Recently I participated in a gathering hosted by three United Methodist bishops for dialogue among conservatives, liberals and self-identified centrists. Our topic was the impending division of the United Methodist Church. The day-long conversation was off record, but you can read the United Methodist News Service report, which includes my quote:
Tooley said he has opposed division and for 30 years has worked for a “vision of denominational revival.”
“I now admit division is inevitable,” he said. “It will happen of itself, chaotically. Or it will happen through negotiation and some leadership. The latter seems preferable.”
After the meeting, which was in Chicago July 19, a clergyman tweeted: “United Methodism held it’s own Yalta Conference in Chicago this week. I just hope we don’t get too bogged down in attempting to label the various attendants Chamberlain, Roosevelt, or Stalin. #umc”
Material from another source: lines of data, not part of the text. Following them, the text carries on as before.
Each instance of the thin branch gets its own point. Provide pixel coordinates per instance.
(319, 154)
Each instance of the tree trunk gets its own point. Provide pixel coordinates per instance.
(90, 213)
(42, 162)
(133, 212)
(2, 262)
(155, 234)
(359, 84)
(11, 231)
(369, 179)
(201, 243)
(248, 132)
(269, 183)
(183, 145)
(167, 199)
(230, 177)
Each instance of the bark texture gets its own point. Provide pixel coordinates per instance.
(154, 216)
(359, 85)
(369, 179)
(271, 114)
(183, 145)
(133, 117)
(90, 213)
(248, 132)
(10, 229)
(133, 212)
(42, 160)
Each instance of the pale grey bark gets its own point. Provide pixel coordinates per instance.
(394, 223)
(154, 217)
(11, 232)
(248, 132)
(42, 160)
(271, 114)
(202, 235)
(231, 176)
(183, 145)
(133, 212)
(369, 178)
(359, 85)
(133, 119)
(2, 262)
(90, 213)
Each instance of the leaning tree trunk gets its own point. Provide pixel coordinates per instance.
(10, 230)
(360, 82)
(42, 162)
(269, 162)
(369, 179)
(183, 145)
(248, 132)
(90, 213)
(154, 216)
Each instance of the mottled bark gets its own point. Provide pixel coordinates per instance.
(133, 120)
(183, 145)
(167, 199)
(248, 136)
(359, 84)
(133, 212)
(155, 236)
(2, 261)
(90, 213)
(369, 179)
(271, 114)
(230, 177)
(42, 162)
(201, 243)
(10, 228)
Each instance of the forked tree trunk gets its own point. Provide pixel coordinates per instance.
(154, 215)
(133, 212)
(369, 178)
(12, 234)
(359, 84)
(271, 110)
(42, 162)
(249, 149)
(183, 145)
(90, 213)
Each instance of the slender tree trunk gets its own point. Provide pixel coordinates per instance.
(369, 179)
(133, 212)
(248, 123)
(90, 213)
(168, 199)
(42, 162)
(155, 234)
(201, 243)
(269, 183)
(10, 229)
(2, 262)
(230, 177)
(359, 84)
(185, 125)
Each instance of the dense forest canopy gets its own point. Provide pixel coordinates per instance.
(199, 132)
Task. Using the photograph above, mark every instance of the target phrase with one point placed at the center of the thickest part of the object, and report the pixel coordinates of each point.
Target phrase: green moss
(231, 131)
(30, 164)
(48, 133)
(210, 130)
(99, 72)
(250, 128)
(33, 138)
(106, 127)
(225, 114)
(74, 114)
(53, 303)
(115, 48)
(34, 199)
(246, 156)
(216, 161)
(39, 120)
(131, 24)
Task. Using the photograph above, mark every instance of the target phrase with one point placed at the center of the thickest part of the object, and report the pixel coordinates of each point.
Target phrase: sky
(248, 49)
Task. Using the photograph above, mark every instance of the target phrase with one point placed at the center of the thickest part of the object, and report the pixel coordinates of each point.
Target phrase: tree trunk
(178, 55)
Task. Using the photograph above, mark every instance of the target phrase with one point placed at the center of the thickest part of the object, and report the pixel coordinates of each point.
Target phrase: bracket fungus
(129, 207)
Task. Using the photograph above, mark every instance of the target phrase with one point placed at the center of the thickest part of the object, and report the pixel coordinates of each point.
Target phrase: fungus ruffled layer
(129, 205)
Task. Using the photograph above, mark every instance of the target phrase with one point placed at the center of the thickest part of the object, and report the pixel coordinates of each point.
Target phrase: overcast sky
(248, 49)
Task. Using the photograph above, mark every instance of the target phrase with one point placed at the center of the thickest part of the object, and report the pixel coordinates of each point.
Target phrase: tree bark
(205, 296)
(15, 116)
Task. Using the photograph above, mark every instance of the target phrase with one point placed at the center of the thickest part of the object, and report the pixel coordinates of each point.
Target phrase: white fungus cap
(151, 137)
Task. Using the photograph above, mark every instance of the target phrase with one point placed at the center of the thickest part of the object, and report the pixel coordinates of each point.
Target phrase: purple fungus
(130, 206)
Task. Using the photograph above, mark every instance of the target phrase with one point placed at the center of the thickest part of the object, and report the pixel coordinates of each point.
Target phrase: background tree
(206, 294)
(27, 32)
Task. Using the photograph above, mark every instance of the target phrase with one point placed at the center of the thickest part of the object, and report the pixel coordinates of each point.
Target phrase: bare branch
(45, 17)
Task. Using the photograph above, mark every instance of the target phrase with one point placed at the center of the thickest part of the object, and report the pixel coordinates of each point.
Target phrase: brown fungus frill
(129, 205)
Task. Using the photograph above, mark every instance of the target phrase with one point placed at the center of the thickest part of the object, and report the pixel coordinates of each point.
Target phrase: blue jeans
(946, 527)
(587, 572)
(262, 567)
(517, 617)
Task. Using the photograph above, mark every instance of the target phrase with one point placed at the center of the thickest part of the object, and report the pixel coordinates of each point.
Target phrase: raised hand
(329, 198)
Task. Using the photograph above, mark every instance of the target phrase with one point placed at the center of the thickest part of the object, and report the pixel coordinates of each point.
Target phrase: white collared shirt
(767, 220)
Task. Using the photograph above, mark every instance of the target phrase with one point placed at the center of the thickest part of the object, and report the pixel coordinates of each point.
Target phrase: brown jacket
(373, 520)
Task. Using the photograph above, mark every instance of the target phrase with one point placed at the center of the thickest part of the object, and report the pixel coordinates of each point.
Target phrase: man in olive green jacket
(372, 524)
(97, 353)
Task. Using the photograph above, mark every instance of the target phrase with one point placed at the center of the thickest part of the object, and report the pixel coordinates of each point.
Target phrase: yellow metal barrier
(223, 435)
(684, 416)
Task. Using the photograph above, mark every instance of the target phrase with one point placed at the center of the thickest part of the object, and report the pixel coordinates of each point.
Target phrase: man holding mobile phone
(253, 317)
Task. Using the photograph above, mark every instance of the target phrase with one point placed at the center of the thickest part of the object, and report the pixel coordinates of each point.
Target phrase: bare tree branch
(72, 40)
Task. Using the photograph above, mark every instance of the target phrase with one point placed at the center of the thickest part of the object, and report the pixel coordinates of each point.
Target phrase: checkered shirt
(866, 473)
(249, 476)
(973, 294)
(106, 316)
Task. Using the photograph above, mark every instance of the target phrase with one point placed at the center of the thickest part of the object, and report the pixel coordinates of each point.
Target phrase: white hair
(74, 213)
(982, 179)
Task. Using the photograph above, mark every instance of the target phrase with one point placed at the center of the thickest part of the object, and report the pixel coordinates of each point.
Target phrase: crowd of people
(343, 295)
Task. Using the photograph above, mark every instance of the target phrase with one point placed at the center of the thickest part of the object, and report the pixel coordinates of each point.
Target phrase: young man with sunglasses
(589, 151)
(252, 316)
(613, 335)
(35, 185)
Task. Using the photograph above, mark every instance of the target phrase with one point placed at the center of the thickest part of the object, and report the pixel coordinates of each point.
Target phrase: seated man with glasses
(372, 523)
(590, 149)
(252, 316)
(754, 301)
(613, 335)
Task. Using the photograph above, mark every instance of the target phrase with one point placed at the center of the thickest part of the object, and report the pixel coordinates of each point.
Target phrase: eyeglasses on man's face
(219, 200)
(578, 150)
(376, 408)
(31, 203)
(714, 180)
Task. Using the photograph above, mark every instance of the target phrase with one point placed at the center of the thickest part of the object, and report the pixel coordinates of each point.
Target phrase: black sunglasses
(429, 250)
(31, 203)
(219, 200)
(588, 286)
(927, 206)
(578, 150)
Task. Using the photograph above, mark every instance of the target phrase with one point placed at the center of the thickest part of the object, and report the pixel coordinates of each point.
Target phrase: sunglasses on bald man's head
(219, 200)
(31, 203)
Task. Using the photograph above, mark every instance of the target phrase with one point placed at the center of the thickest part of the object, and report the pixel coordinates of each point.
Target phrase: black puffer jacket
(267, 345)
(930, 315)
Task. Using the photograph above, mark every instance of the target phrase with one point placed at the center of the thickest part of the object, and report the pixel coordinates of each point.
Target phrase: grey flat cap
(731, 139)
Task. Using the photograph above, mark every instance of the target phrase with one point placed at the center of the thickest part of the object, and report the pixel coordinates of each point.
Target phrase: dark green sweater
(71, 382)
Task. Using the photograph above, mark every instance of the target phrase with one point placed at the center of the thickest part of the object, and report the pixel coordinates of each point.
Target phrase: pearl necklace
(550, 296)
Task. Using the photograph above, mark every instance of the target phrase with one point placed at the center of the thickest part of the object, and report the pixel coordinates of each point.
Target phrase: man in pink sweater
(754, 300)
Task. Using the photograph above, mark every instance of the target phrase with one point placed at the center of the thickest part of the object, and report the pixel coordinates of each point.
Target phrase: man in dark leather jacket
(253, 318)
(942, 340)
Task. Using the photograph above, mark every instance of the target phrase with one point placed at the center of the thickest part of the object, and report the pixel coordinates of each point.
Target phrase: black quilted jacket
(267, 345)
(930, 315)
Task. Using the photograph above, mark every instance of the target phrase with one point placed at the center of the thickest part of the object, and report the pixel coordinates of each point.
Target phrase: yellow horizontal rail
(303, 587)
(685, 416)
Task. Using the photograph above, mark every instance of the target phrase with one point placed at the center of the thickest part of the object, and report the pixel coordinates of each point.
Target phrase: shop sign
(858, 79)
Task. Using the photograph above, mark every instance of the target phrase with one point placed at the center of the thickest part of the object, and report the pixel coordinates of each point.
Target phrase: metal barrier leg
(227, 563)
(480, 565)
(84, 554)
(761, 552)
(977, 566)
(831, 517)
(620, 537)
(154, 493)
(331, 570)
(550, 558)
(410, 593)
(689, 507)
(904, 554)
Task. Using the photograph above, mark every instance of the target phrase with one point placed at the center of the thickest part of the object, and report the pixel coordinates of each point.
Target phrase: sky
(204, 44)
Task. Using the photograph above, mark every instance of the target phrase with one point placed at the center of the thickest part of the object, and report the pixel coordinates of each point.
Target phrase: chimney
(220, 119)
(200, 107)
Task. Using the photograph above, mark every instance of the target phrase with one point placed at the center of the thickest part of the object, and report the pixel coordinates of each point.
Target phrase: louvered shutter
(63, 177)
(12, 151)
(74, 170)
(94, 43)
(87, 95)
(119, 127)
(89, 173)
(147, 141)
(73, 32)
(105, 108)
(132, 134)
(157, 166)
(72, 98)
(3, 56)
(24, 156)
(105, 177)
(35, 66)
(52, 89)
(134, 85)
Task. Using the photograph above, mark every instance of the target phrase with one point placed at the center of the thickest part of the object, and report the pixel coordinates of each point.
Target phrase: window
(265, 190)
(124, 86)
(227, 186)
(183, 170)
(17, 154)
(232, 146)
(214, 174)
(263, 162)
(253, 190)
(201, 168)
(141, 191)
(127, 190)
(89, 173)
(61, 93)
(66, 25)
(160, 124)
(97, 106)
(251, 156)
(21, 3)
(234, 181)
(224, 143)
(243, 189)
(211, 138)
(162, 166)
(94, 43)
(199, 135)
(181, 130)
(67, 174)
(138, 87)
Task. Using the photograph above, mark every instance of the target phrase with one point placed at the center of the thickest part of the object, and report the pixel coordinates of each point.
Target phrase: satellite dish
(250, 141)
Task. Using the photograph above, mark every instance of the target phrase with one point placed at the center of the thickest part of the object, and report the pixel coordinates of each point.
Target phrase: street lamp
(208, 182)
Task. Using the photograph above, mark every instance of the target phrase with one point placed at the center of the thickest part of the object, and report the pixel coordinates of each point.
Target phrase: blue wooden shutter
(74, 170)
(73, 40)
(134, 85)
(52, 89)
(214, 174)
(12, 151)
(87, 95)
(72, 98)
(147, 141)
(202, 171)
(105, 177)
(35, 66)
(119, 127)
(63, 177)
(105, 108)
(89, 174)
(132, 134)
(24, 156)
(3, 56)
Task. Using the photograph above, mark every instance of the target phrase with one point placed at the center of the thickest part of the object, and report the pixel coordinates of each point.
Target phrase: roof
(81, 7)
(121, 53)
Initially I laughed out loud in response to this wonderful absurdity. (Of course Churchill, not Chamberlain, attended Yalta.) But this tweet maybe was more insightful than I initially realized. United Methodism will tragically divide, as Europe was divided by the Iron Curtain after WWII. This division results from tragic necessity and shouldn’t be celebrated. But God is sovereign and His Gospel will prevail even in adversity.
In the UMNS story, a “centrist” participant who favors liberalizing United Methodism faults evangelicals for dividing the church, insisting “progressives, centrists, and central conferences want to stay together.” But liberal dissenters as a minority have loudly proclaimed their refusal to live under the continuously reaffirmed official teachings of the church, ensuring schism between themselves and the traditionalist global majority.
Five of seven conferences in the liberal Western Jurisdiction voted this Spring to consider separation from United Methodism. Several other liberal conferences elsewhere approved similar moves. The schism has begun, led by the liberal side of the church. When heterodoxy displaces orthodoxy, schism usually results.
We should pray that United Methodism’s institutional schism between liberals and traditionalists is negotiated relatively amicably, with a fair division of assets, maximum laity participation, and minimal disruption to most local churches. But even in a best case scenario there will be acrimony in thousands of congregations.
The new liberal denomination will follow the path of decline universally true for liberal Protestant denominations around the world. But the new conservative church should not assume growth in the USA just because it is formally orthodox. Orthodoxy is a requirement for sustainable church growth and vitality but it’s no guarantee. There are plenty of declining and dying orthodox denominations and congregations.
To help avoid their fate, we who are orthodox must ponder how we failed, despite the opportunities God allowed us, to revitalize all of United Methodism and avoid division. Could we have worked and prayed harder for renewal? Could we have loved our adversaries more? Did we sincerely seek transformation for them and for ourselves?
We who are orthodox can’t just blame liberals for United Methodism’s division. This schism is a divine judgment on us all. We all have failed in His sight. Yet God has preserved us and preserved Methodism, however fractured, despite ourselves. He graciously has good plans for the future of His church and for us.
Let’s pray that the new liberal Methodist church, and that all liberal denominations, will, in God’s own time, under a new generation of leadership, rediscover the glories of Christian orthodoxy, inseparably in doctrine and ethics.
And let’s pray that the new traditional Methodist denomination will learn from the past, cleave to orthodoxy and the universal church, while rejoicing in the chief task of evangelizing new disciples for the Kingdom.
Methodism must endure our own Yalta of tragic but unavoidable division. We have brought it on ourselves. Yalta of 1945 divided Europe for 45 years but occupation and dictatorship eventually collapsed. Methodist division will also not be permanent. Sound doctrine based on the Eternal Word will prevail in the end to the benefit of all. We should strive to be faithful until that day.